Ready to post? 
First, try searching for your answer.
Require Multi-factor Auth - NEVER is Setting to ALWAYS from NO where.
We are using a post-login trigger to set MFA for a particular organization in our tenant. exports.onExecutePostLogin = async (event, api) => { if (event.organization && event.organization.metadata && event.organization.metadata["use_mfa"] == 'true') { console.log("MFA enabled for this organization: " + event.organization.display_name); api.multifactor.enable('any', { allowRememberBrowser: false }) } console.log("onExecutePostLogin execution ended."); };
Hi @vivek.negi1,
Welcome to the Auth0 Community.
We’re sorry for the inconvenience. Unfortunately the value cannot change automatically. To change the value of Require Multi-factor Auth select the value and then click on Save. In addition, Actions affecting Multi-factor Auth will take precedence over this setting.
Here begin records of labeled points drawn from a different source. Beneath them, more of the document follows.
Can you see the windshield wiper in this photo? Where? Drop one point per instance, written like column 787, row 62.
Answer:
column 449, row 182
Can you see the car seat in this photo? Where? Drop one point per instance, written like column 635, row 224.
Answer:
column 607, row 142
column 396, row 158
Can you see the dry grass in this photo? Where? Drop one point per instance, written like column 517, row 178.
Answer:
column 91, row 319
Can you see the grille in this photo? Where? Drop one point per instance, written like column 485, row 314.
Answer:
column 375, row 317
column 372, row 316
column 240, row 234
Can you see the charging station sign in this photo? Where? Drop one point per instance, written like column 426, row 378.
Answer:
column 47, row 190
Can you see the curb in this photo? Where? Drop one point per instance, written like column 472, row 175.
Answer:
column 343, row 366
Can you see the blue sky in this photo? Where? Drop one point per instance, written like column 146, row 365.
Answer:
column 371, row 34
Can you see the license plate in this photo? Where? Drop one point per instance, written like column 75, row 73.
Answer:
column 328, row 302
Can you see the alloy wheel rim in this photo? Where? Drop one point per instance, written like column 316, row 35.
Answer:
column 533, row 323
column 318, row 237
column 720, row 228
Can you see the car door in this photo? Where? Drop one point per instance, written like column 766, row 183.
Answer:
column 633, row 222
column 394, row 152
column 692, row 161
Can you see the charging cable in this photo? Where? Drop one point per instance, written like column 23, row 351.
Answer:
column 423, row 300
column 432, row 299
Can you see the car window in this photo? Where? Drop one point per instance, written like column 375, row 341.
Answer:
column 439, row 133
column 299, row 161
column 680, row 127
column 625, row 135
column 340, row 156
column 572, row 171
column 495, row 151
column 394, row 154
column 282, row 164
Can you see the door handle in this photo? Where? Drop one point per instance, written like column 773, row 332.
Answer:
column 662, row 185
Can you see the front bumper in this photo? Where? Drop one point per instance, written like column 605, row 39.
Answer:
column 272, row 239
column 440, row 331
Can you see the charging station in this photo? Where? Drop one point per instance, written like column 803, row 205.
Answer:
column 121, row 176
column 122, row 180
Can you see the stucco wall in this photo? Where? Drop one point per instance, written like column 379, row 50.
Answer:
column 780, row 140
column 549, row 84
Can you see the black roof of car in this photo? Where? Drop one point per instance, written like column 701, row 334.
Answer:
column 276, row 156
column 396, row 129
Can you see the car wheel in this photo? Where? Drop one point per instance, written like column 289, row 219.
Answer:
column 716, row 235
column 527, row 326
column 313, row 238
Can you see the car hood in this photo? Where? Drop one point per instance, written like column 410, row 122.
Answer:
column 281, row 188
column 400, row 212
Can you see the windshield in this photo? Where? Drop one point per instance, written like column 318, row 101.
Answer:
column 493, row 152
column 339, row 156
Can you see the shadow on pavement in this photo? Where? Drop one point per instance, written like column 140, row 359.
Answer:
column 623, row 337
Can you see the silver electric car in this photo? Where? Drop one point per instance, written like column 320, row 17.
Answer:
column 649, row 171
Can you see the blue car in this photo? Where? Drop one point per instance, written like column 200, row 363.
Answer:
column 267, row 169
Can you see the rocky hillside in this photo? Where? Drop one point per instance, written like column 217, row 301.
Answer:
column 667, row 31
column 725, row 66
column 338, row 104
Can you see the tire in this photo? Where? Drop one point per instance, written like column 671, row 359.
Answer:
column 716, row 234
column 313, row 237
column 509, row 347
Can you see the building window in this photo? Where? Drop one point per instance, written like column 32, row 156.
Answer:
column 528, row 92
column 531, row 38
If you have any other questions feel free to ask us.
Have a good one,
Vlad
What is the default value of this Require Multi-factor Auth ? I came to know that when ever our auth0 terraform code run it is set to ALWAYS.
We do have a post-login action for this. In that we check if any Organization Metadata have use_mfa = true. Code belwo
exports.onExecutePostLogin = async (event, api) => {
if (event.organization && event.organization.metadata && event.organization.metadata["use_mfa"] == 'true')
{
console.log("MFA enabled for this organization: " + event.organization.display_name);
api.multifactor.enable('any', {
allowRememberBrowser: false
})
}
console.log("onExecutePostLogin execution ended.");
};
If this is the case “Actions affecting Multi-factor Auth will take precedence over this setting.”
Why it enabled/Show up MFA for all organizations then?